Etes-vous finalement pour l’interdiction de la vente de détecteurs ?

Oui, si c’est une manière de sauver le patrimoine. Je suis aussi pour faire immatriculer les machines en circulation avec un fichier des utilisateurs qui s’engagent à ne pas chercher d’objet à valeur archéologique, et donc à ne pas faire de prospection. En fait, l’usage de cet outil devrait être réservé à des professionnels. Par exemple des bûcherons, des plombiers ou même certains archéologues.

Cela exclut ceux qui pratiquent la détection comme loisir.

Oui, qu’ils arrêtent, comme ça il n’y aura plus d’équivoque.

Y compris sur les plages où l’on voit très souvent des gens munis de détecteurs ?

Oui, car il peut y avoir des villas gallo-romaines sous une plage, ou des épaves.

L’archéologie étant essentiellement préventive depuis une loi de 2001, et donc pratiquée là où doivent avoir lieu de grands chantiers, les détectoristes ne pourraient-ils pas aider à découvrir des sites ?

L’archéologie n’est pas que préventive. Moi, je travaille dans le préventif, mais je bloque un mois par an pendant mes vacances à faire un chantier pour former des étudiants aux techniques de l’archéologie.

Mais les détectoristes ne pourraient-ils pas effectuer un travail de repérage qui vous permettrait de trouver de nouveaux sites ? Il y en a peut-être d’ailleurs un là où Hannibal a trouvé son statère.

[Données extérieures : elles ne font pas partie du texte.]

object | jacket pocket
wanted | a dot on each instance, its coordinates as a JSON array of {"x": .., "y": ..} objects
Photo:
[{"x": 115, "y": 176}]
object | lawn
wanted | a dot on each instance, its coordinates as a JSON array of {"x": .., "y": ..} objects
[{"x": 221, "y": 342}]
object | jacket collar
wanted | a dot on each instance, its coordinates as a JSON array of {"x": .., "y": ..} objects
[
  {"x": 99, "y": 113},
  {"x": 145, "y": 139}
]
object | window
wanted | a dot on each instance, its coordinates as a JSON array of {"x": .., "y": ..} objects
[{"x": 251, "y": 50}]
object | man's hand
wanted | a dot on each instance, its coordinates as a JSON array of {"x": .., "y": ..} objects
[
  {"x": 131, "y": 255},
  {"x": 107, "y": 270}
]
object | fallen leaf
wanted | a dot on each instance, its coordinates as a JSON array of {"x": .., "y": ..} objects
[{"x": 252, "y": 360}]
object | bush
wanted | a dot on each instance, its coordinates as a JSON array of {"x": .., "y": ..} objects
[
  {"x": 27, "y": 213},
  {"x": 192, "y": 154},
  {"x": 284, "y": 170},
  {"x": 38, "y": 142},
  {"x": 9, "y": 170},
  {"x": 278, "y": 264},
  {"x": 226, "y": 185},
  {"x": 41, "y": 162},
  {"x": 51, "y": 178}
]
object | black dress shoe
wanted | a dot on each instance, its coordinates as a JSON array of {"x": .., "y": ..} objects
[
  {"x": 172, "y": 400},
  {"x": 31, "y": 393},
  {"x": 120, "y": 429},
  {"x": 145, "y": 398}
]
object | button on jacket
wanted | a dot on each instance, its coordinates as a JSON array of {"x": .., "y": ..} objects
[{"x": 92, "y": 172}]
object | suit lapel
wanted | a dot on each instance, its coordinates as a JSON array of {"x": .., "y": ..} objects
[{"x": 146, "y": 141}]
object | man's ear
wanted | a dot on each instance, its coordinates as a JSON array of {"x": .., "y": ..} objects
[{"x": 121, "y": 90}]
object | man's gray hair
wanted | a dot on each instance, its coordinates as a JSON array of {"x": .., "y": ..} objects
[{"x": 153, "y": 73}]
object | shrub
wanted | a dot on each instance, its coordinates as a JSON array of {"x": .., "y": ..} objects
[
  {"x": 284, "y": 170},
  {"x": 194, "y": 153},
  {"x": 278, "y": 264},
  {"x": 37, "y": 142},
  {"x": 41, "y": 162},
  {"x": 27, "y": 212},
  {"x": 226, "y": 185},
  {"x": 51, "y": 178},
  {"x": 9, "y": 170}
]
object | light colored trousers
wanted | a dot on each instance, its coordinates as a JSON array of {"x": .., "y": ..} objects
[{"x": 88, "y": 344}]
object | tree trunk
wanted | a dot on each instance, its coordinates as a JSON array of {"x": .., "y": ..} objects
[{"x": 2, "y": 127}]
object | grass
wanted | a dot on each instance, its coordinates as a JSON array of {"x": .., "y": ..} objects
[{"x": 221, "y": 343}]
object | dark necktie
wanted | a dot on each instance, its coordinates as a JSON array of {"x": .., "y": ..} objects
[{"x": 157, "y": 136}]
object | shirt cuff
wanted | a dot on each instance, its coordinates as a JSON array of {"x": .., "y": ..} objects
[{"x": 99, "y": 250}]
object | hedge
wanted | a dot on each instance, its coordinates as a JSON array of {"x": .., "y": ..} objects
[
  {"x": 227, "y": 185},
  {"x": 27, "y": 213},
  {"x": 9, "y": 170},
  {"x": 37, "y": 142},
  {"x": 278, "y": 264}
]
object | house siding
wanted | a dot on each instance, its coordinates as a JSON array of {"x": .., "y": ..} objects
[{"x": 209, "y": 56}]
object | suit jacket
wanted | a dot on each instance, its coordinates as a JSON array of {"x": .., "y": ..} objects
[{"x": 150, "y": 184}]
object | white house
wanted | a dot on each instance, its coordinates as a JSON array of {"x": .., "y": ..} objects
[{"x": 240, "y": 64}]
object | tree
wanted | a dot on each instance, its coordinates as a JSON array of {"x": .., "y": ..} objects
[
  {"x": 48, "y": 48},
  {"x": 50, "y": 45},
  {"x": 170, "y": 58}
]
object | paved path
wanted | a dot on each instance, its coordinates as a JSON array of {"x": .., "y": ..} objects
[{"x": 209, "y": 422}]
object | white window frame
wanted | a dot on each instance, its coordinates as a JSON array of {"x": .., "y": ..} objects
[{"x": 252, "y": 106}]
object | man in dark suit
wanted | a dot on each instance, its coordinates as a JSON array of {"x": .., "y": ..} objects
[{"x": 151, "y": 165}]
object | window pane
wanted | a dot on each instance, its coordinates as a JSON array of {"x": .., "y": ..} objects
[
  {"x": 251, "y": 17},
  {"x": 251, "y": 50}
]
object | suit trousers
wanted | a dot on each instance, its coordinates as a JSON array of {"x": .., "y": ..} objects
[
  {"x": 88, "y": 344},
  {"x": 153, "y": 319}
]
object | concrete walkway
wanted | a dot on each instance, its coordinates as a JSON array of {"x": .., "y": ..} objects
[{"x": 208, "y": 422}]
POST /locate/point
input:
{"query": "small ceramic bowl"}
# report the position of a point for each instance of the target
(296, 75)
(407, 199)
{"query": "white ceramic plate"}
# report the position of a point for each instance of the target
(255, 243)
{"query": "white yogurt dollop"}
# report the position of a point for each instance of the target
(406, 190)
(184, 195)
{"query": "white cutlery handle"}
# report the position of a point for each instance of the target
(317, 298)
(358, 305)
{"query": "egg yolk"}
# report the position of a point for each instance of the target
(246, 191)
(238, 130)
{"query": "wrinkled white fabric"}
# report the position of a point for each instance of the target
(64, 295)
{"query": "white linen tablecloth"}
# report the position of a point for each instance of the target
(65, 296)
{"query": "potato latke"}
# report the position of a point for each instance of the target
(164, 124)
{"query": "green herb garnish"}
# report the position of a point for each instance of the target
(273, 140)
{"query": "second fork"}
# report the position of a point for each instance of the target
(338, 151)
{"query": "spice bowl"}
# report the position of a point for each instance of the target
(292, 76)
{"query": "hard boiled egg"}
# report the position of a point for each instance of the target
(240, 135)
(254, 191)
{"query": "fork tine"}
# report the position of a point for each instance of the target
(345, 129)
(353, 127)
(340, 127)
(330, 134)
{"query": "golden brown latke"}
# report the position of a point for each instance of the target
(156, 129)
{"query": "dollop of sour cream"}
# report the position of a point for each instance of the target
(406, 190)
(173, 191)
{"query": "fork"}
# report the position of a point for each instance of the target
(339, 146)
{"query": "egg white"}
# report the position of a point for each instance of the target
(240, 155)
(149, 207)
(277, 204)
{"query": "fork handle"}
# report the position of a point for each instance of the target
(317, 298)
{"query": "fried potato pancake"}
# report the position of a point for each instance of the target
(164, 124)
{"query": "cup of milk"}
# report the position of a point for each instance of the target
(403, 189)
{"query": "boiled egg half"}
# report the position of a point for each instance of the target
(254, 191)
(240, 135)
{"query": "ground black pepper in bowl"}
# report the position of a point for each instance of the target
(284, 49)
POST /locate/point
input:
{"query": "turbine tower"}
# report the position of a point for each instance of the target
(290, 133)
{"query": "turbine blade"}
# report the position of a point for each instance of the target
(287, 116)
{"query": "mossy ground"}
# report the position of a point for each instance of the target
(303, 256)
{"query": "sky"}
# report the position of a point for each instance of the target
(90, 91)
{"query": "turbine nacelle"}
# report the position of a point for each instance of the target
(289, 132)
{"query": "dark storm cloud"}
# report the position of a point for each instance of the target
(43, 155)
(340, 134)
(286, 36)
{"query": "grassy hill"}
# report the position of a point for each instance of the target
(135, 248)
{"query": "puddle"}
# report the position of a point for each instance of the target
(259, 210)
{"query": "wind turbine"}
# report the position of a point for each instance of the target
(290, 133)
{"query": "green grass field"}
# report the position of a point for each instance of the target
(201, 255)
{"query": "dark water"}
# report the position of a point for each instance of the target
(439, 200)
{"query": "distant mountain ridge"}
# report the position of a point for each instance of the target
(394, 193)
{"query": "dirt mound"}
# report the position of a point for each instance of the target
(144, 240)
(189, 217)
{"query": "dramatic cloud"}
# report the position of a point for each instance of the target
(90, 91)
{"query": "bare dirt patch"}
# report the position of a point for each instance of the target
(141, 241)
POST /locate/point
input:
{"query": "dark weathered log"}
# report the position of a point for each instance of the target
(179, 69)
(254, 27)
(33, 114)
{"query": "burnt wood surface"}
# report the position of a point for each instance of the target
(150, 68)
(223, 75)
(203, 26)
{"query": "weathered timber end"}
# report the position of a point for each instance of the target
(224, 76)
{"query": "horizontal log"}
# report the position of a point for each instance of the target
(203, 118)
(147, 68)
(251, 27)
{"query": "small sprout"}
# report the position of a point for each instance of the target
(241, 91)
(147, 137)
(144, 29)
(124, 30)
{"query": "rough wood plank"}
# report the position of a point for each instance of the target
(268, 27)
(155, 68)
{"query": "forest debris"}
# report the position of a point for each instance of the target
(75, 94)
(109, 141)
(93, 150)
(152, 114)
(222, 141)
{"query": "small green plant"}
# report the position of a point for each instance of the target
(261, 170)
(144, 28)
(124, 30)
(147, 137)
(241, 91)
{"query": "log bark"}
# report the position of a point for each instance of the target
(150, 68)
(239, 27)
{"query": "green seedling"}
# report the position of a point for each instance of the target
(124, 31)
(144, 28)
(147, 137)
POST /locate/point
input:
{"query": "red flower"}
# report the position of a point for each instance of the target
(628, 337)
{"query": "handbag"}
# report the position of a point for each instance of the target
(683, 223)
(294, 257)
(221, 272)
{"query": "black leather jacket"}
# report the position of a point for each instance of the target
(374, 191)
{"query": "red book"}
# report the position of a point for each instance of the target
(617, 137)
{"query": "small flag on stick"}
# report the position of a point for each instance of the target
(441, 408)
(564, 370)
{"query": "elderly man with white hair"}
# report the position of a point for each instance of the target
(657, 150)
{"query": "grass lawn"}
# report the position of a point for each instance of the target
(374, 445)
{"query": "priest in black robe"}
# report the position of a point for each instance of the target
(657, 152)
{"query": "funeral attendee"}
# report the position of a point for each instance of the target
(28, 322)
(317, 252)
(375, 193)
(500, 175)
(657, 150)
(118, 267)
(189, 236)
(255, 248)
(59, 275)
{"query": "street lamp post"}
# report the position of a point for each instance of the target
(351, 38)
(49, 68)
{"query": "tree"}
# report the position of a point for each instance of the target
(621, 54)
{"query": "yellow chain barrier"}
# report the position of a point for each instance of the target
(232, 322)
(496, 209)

Les archéologues et les DRAC ont pour mission d’établir les sites archéologiques. Et ils utilisent tous les ans des bénévoles pour faire de la prospection. Des gens munis d’autorisation peuvent prospecter et nous fournir un rapport.

Des associations de détectoristes déplorent que de moins en moins d’autorisations soient accordées.

Ce n’est pas vrai, il y en a de plus en plus, à notre demande et à celle du ministère. Il y a de plus en plus de fonds alloués à ce type de mission, car c’est une manière d’endiguer le pillage.

Pourquoi les associations disent-elles le contraire ?

Ils n’ont pas voulu jouer selon les règles du jeu qui étaient imposées, car souvent, la prospection archéologique est un prétexte pour sortir le détecteur. Ils ont une méthodologie biaisée, et si le contrat n’est pas respecté, on ne renouvelle pas l’autorisation.

Du côté des détectoristes, on parle très souvent du système anglais qui leur est beaucoup plus favorable. Qu’en pensez-vous ?

En Angleterre, il y a une obligation de déclarer la découverte de matériaux précieux, et les musées peuvent se porter acquéreur. Une filière permettant de faire de l’argent s’est donc mise en place. Mais là-bas, l’archéologie préventive étant quasi inexistante, ils ont de gros problèmes pour protéger le patrimoine. Et le public est plus intéressé par les collections de musée clinquantes que par des informations permettant de nous éclairer sur la vie des sociétés passées. Or moi, si je fais un chantier de fouille, c’est pour comprendre cela.